Though Frog and Toad are simply called “friends” in the series and in the books, Arnold Lobel came out to his family as gay in 1974, after the books had been published. In a 2016 interview with the New Yorker, Adrianne Lobel called the books “the beginning of him coming out.” Over the years, Frog and Toad have become gay icons. There are shirts that read “Frog and Toad Are Gay.” Even when this series was announced, Them wrote an article headlined “Everyone’s Favorite Queer Couple, ‘Frog and Toad,’ Are Coming to TV.”

“What we wanted to do here is create a faithful adaptation of the books,” Hoegee says. “For people, a lot of readers of a certain age, Frog and Toad as characters seen through a queer lens is hugely important to them. We can’t deny anyone that meaning to them, as far as these characters go. If that’s how you see these characters in the book, it’s fair to say that you will have the opportunity to see a similar viewpoint in the show as well.”

Perceive Frog and Toad however you want, but Hoegee says the most important thing is that you understand how much they deeply care for one another. It doesn’t matter if that compassion is platonic or romantic, the fact that they’re nearly inseparable should teach us all a bit about companionship.

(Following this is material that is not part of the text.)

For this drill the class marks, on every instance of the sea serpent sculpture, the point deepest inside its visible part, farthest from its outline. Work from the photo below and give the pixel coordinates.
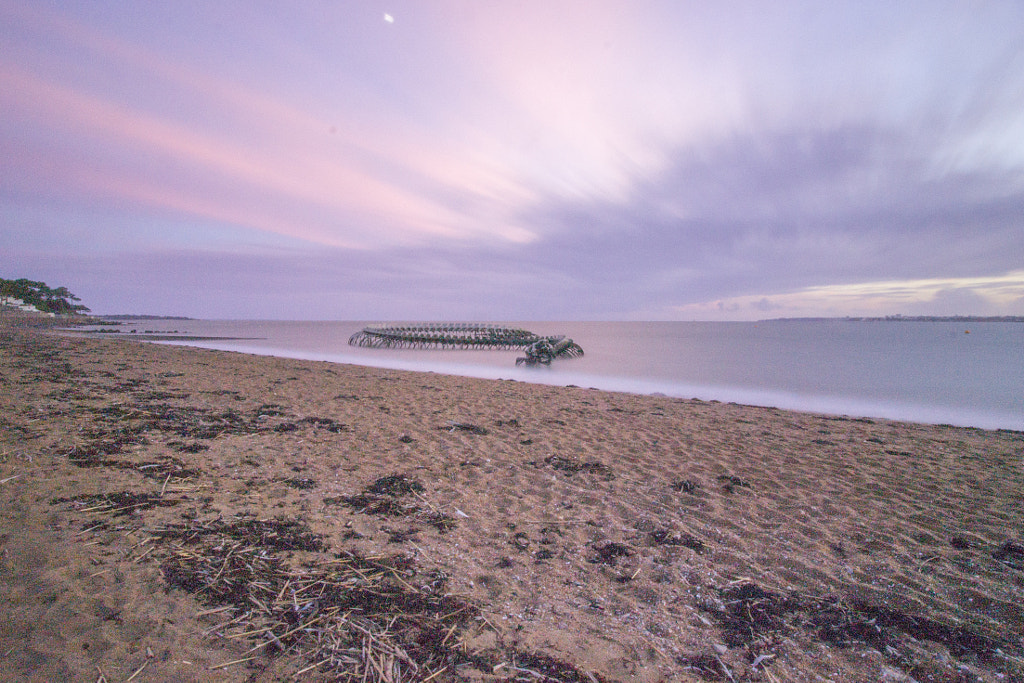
(539, 350)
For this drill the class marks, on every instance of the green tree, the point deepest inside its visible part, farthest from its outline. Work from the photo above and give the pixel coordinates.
(41, 296)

“What Frog and Toad shows us is that there is still the ability to have a deep and meaningful and loving friendship that transcends everything,” Hoegee says. “This is a show that celebrates how two very different characters can still find a common ground and a respect and appreciation and love for each other, that still allows them to have fun together and be inseparable. Our differences shouldn’t divide us, our differences should be the thing that brings us together.”

It’s an important lesson for kids to learn, but it’s equally influential for adults, too. As Hoegee said, Frog and Toad don’t really leave you—the whole world was elated at the announcement of a Frog and Toad series, not just the pipsqueaks. I, for one, still keep a copy of Frog and Toad Are Friends in my nightstand. In our interview, Hoegee whips out a rare pop-up copy of some of the Frog and Toad stories from just behind his desk. The little guys are always nearby.

“There’s an assumption that shows made and written for kids have to be simple in the sense that you’re almost channeling your inner five-year-old. The fact of the matter is, these are made by adults. We are still bringing our own sensibilities and our own baggage and our own experience and our own joys and sadness—all those things get poured into the work we do,” Hoegee says.

While Hoegee is talking about himself and his team, it’s impossible to hear this quote and not think about Arnold Lobel, who wrote these stories for children with tender themes of love, trust, and boundaries that—as his children have confirmed—related back to his own life. Now, dozens of other artists get to see those stories retold through the lens of their own lives, too.